I watched this movie after episode 6.5 of Girls and couldn't help but think of Loreen, high on weed gummies, when I watched the final scene of Nathalie and her grandchild:

Every time I look at your baby I will see my own death.

I laughed at this line in Girls because stoned insights are funny (especially when you are also stoned - pro tip) and shortly after delivering it, Loreen pukes all over the table. But in "L'Avenir," the sentiment holds true but takes a different tone. What would it feel like to be a middle-aged woman, stripped of all semblance of identity sans mental faculties? What if everything you thought you knew about your life and the way people perceive you was false? What if the things you took pride and comfort in were stripped away? As your time on Earth dwindles and people continue to disappoint you, how do you keep on keeping on? How do you find joy in your daughter's new baby instead of simply seeing your own death every time you look at him?

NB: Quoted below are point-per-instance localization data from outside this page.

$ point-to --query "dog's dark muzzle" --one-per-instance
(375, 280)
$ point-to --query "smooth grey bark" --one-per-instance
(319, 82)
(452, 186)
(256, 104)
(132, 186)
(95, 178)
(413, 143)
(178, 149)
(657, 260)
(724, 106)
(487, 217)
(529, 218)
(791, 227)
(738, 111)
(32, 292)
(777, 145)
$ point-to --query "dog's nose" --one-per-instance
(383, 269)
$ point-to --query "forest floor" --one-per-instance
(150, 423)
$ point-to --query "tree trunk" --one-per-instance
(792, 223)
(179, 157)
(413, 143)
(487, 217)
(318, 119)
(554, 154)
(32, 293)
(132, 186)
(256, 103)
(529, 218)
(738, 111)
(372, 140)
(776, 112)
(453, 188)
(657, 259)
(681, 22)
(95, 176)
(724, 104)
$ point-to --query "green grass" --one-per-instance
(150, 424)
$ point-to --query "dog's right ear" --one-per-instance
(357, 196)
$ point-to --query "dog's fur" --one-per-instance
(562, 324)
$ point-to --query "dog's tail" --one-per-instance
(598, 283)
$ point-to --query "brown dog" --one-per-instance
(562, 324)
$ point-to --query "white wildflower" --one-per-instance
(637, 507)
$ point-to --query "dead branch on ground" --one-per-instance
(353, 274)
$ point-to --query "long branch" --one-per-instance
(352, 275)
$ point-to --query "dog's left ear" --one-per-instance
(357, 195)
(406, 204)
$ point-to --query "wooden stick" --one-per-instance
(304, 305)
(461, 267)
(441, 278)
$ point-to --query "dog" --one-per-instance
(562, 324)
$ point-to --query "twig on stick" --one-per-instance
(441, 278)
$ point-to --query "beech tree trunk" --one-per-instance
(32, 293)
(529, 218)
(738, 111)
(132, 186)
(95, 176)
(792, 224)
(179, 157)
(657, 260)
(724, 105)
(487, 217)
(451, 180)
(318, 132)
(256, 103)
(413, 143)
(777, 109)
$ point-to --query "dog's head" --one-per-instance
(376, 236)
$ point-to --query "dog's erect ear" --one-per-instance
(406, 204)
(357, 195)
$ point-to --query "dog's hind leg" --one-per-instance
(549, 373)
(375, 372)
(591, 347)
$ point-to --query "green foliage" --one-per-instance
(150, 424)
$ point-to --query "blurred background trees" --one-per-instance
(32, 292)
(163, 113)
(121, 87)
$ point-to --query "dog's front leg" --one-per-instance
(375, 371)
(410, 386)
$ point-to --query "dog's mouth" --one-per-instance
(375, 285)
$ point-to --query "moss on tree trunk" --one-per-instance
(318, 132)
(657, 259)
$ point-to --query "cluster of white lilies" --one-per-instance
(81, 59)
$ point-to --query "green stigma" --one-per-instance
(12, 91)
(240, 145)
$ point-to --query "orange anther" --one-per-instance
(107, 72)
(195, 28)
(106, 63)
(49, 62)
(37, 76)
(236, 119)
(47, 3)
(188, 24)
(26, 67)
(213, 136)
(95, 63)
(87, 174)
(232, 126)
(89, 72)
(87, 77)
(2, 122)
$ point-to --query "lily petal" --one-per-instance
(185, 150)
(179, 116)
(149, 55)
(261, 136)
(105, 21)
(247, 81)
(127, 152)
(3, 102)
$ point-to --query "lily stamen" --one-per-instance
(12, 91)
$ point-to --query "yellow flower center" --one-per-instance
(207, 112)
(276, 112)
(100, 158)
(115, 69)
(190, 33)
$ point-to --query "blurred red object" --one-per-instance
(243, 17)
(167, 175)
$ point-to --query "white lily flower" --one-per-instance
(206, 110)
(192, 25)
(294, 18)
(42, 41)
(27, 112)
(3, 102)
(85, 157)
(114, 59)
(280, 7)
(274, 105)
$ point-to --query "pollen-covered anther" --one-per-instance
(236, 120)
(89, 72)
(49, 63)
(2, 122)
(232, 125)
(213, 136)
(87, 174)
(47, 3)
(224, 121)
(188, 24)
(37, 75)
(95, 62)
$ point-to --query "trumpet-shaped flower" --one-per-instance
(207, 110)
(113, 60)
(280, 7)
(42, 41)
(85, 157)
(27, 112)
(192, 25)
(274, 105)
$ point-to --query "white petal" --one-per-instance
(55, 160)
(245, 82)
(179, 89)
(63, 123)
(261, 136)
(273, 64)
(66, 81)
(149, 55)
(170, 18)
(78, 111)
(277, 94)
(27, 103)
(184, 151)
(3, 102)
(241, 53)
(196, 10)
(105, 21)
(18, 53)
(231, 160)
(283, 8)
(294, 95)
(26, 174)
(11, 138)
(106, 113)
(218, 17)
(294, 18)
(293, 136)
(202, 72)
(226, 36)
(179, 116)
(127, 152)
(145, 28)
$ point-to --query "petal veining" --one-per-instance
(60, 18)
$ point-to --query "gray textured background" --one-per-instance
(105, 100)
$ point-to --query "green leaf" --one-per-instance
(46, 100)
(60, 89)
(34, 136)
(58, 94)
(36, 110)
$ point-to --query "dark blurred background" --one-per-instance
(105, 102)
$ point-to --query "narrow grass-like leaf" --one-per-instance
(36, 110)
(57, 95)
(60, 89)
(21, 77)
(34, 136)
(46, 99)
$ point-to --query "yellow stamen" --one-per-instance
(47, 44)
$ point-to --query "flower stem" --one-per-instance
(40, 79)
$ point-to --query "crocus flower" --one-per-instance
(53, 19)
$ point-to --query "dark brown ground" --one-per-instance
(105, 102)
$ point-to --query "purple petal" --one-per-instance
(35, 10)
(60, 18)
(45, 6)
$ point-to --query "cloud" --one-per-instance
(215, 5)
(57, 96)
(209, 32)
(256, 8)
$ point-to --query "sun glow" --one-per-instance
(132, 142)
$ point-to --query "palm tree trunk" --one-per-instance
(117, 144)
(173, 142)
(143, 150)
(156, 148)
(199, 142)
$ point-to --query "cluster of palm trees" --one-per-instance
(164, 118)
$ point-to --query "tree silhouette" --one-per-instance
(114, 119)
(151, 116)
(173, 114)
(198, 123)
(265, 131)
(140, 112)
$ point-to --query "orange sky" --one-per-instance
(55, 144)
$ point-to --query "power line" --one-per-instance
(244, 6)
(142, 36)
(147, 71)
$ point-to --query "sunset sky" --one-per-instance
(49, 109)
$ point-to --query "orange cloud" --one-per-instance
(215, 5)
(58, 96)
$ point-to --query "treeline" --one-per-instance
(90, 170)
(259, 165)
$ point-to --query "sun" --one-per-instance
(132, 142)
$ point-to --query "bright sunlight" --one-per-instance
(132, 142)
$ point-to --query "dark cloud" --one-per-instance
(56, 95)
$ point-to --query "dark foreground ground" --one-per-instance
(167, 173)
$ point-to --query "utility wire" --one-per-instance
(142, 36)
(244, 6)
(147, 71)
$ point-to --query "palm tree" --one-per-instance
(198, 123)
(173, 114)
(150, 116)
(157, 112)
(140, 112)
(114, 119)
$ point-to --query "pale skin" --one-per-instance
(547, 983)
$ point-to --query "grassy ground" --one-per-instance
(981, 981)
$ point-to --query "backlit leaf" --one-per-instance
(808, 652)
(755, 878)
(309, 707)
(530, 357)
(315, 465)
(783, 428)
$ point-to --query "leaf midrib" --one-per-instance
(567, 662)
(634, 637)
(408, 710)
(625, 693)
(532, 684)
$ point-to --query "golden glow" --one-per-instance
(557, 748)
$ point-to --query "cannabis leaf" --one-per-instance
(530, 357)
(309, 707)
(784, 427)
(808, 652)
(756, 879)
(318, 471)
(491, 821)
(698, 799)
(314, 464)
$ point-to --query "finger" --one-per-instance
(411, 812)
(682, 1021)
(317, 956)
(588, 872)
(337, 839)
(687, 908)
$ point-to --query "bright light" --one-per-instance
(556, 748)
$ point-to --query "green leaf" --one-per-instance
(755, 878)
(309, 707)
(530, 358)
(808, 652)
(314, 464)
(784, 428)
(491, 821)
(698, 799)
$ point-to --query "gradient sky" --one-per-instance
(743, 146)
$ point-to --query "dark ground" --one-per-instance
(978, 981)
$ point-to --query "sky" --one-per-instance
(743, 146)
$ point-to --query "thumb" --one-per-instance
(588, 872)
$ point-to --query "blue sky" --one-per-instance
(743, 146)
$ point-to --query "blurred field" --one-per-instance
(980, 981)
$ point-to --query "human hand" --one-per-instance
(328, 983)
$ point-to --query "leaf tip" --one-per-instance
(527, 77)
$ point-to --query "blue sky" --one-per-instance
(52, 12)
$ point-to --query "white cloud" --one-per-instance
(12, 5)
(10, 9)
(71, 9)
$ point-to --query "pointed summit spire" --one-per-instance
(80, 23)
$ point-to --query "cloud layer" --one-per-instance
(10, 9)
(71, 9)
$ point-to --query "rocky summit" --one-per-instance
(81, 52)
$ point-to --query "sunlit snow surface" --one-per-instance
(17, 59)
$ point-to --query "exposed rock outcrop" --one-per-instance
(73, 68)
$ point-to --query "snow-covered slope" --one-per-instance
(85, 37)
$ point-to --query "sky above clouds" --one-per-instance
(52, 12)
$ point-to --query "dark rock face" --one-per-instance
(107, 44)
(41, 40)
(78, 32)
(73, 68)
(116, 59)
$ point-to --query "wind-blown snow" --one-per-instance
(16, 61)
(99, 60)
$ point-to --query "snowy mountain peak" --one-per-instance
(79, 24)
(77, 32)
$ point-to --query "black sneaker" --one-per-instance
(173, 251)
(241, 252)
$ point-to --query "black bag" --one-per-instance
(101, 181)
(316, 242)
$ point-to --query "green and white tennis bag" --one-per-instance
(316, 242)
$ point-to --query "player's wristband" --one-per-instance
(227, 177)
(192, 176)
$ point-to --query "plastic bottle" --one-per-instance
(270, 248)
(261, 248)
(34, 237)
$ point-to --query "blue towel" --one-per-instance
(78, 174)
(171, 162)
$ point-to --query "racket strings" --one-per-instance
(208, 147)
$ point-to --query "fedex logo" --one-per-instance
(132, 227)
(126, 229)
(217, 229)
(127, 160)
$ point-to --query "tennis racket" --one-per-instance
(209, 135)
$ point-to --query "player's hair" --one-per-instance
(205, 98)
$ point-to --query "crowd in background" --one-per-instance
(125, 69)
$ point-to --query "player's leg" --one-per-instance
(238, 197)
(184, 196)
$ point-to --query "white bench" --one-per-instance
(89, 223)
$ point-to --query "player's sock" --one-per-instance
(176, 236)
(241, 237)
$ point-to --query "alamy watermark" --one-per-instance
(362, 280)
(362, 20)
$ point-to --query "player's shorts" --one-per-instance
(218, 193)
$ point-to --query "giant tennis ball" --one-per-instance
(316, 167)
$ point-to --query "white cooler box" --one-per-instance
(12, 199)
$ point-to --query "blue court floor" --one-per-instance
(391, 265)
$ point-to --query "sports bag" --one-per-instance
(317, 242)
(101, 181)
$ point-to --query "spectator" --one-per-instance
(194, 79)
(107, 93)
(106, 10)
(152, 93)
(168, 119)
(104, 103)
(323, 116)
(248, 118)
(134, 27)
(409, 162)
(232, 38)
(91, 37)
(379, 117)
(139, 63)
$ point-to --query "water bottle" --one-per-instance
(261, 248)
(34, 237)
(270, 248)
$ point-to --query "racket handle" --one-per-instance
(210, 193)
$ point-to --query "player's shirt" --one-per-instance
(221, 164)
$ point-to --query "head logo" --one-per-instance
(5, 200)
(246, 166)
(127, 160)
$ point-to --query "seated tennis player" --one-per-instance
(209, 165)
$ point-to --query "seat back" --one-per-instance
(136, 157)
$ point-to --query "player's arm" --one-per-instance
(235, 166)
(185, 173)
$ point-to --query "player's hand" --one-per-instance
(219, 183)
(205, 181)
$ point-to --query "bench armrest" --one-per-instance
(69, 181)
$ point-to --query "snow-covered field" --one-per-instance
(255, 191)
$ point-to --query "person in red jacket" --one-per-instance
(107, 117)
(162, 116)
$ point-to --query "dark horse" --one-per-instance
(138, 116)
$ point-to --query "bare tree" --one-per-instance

I don't really have any of the answers (and if you thought I did, lol), but I can try to explain why I finished this film and felt pretty okay about growing older.

The question "L'Avenir" asks about authenticity is one I struggle with constantly. Here are some things that I care most about in this world:

  • Running/spending time outside
  • Reading
  • Watching and writing about films
  • Gender equality

But what did I spend 9 hours on today? Writing ad copy for a company that makes matching doll and child outfits. Am I passionate about this? Fuck no. But is my job helping me pay off my student loans? Fuck yes. Am I a phony because I spend most of my time on something that means nothing to me? I don't think so.

One of the shittiest parts of getting older is having less time to spend on things that are personally meaningful to me. I don't exist in a vacuum and need to consider other people when I make decisions. I don't want my future children or my partner to have to pay off my student loan debt because I decided to make $30k/year as a freelance film critic/barista. In my case, being "authentic" would also mean being a narcissistic asshole. Have you seen "Surfwise?" Doc Paskowitz and his wife lived a life that completely adhered to their beliefs, but they fucked up all of their kids in the process. The trade off isn't worth it.

I suspect this is what happened to Nathalie. Whenever her life stopped being solely about her, she couldn't afford to be as radical. She got a teaching job, settled down in Paris, and became the type of bourgeoisie woman who balks at throwing away an Ikea bag in a fit of rage. Now that her husband, mother, and children are gone, she has the freedom to reevaluate, though. I don't think intellectual fulfillment on its own is sufficient for a lifetime of happiness, but I do think it's enough at certain stages/for certain people.

At this later stage in her life, Nathalie is free to be selfish. She doesn't have to worry about anyone else and while that may initially seem scary, it has the potential to be quite liberating. With 50+ years of life experience, she's better equipped to identify what is most important to her - both personally and philosophically. Fabien thinks he has it all figured out, but what the fuck does he know? He hasn't even felt the tip of life's dick.